Most mortgage lenders spend enormous amounts of money trying to find borrowers. UWM lets mortgage brokers do that work. So by focusing exclusively on the broker channel, the company can originate more loans with a leaner cost structure, giving it a competitive advantage when industry volumes are weak and competition is intense.
That strategy appears to be paying off, as the company’s purchase-market share has continued to expand.
In Q1, 2026, UWM originated $44.9 billion in mortgages, up from $32.4 billion during the same period last year. The company also generated $170.4 million in net income, a significant improvement from a net loss of $247 million in Q1, 2025.
Of course, the question remains: Can UWM continue growing if mortgage rates remain stuck near current levels?
One reason for optimism is scale.
Leveraging scale
Mortgage lending is a highly competitive business, and elevated rates have reduced overall industry volumes.
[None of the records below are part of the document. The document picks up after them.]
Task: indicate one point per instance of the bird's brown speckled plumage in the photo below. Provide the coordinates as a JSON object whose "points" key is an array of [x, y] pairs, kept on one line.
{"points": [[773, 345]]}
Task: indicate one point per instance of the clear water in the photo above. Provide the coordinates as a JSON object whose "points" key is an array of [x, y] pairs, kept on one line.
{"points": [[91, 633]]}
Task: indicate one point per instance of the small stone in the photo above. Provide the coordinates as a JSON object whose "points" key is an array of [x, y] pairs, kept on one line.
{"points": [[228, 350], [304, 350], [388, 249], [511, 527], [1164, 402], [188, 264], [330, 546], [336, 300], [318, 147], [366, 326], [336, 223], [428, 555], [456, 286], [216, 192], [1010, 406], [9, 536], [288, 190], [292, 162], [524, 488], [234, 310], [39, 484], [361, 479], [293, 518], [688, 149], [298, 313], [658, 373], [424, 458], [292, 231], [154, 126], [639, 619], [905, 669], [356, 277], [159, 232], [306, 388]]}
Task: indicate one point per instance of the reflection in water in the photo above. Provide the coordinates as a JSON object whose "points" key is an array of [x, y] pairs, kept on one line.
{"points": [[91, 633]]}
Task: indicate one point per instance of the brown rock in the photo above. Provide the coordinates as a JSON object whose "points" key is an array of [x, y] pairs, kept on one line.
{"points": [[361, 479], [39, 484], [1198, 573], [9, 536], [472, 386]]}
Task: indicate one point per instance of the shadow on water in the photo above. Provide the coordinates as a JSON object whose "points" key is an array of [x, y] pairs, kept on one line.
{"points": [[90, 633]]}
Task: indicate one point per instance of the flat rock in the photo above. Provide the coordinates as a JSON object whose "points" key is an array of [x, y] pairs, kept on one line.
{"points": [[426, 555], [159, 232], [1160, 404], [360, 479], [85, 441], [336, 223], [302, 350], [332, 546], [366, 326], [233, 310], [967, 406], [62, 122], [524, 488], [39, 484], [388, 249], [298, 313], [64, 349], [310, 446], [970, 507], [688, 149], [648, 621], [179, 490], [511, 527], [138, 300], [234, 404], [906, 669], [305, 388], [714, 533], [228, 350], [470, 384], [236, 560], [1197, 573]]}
That often creates a difficult environment for smaller lenders, which have to spread fixed costs across fewer loans.
UWM, however, benefits from being the nation’s largest mortgage lender. The company can leverage its scale, technology platform, and broker network to process large loan volumes more efficiently than many of its competitors. And that advantage has helped support margins.
In Q1, UWM reported a gain margin of 123 basis points, compared with 94 basis points a year earlier. Gain margin measures how much profit a lender earns when originating and selling a mortgage. Higher margins can help offset weaker industry volumes.
Of course, there are risks. UWM carries a significant amount of debt, which can become a bigger concern if the housing market remains weak for an extended period.